Publicado em: 17/03/2026 às 13:58 | Atualizado em: 17/03/2026 às 13:58

A Associação Borboletas do Amazonas (ABAM) dá um passo histórico na assistência a pacientes com doenças raras no estado. No próximo dia 30 de março, às 17h, será inaugurada a nova sala de referência da entidade, localizada no antigo PAC do Educandos, zona Sul de Manaus.

O espaço servirá como ponto de apoio técnico e emocional para os 53 amazonenses já diagnosticados com a Epidermólise Bolhosa (EB), garantindo que o atendimento saia da invisibilidade e ganhe um endereço fixo de acolhimento.

A ABAM se torna a primeira associação no norte  a ter uma sede.

A nova sede é fruto de uma parceria estratégica com a Prefeitura de Manaus, funcionando como uma base de operações enquanto a associação trabalha para a concretização de sua sede própria definitiva.

O local foi estruturado para receber famílias que convivem com a extrema fragilidade cutânea característica da EB, uma condição genética e hereditária que faz com que a pele se assemelhe à delicadeza das asas de uma borboleta, rompendo-se ao menor contato ou atrito.

Para a presidente da ABAM, Sandra Marvin, a inauguração vai além das paredes físicas; trata-se de um avanço na humanização do tratamento.

Ela enfatiza que a EB é uma doença genética rara, não transmissível, mas que impõe uma rotina de dor e desafios severos.

“A Epidermólise Bolhosa afeta a vida cotidiana física e emocional dos pacientes e suas famílias, frequentemente levando ao isolamento social.
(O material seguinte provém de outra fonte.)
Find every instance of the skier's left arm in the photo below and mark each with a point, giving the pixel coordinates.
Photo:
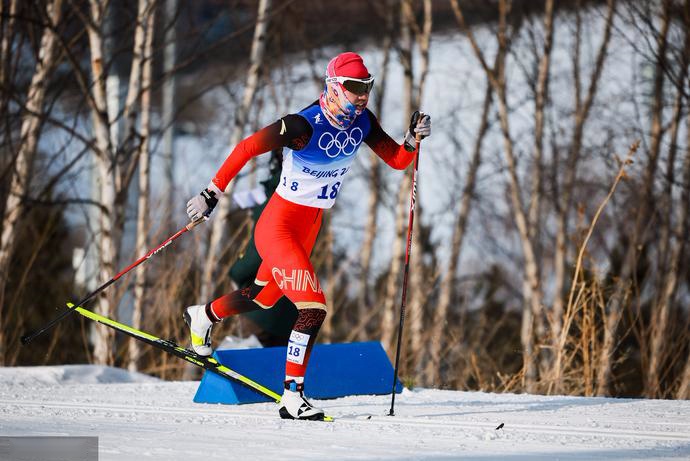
(291, 131)
(398, 156)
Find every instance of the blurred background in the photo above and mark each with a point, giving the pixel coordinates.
(550, 250)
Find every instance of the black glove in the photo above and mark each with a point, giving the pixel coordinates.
(201, 206)
(420, 124)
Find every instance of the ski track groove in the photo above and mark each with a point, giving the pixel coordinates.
(364, 420)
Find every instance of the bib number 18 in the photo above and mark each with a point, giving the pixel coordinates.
(326, 194)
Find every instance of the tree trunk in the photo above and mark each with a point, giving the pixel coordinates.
(144, 157)
(6, 49)
(418, 274)
(388, 321)
(564, 204)
(168, 112)
(670, 252)
(241, 117)
(534, 212)
(433, 371)
(30, 131)
(646, 198)
(107, 168)
(365, 309)
(531, 287)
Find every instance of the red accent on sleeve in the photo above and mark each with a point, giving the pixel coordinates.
(292, 131)
(385, 147)
(262, 141)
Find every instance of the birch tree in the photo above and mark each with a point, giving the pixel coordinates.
(392, 287)
(143, 222)
(241, 116)
(566, 191)
(365, 310)
(419, 276)
(447, 291)
(531, 287)
(642, 215)
(20, 182)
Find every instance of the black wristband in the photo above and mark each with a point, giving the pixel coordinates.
(210, 198)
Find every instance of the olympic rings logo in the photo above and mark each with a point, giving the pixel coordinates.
(342, 142)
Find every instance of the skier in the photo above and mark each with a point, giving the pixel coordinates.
(321, 142)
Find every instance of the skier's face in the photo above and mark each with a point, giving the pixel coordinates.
(359, 100)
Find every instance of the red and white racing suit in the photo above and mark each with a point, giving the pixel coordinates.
(317, 160)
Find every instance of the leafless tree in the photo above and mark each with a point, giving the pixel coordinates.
(20, 186)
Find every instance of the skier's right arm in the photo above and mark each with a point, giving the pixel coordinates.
(291, 131)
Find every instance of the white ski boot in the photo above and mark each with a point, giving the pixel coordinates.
(200, 327)
(293, 405)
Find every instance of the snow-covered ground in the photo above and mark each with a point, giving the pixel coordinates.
(138, 417)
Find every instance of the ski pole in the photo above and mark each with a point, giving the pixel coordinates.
(27, 338)
(413, 199)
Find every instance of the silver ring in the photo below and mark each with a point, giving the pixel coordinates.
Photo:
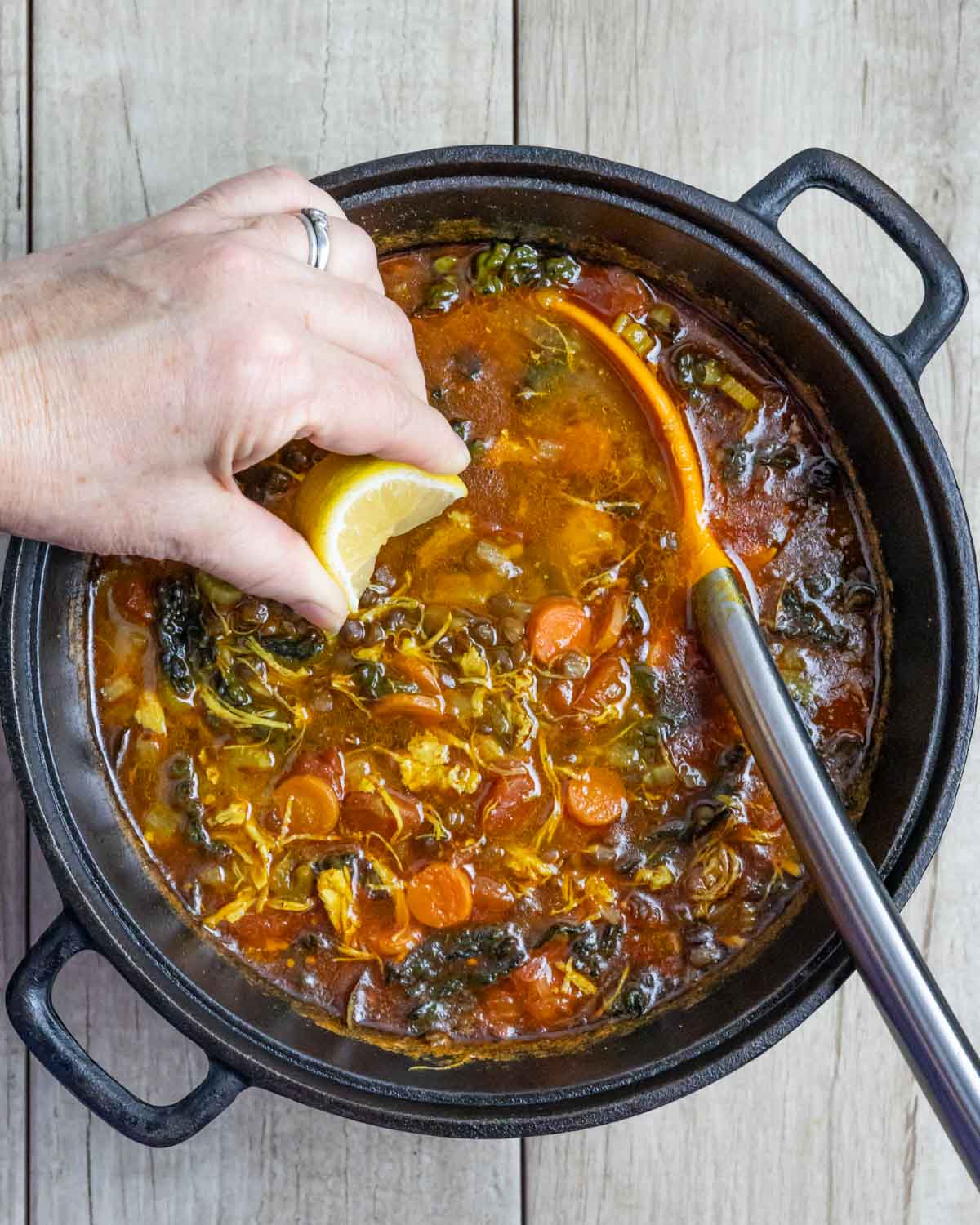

A conscientização sobre a doença e a capacitação dos profissionais de saúde e educação são vistas como pilares para um atendimento mais adequado e humanizado”, reforça a presidente.

A sala no Educandos permitirá que a ABAM ofereça orientação sobre curativos especiais, suporte jurídico e social. Atualmente, os 53 pacientes identificados no Amazonas — dos quais 24 estão em tratamento ativo na Fundação Alfredo da Matta — enfrentam barreiras que vão desde o alto custo dos insumos até o preconceito por falta de informação da sociedade.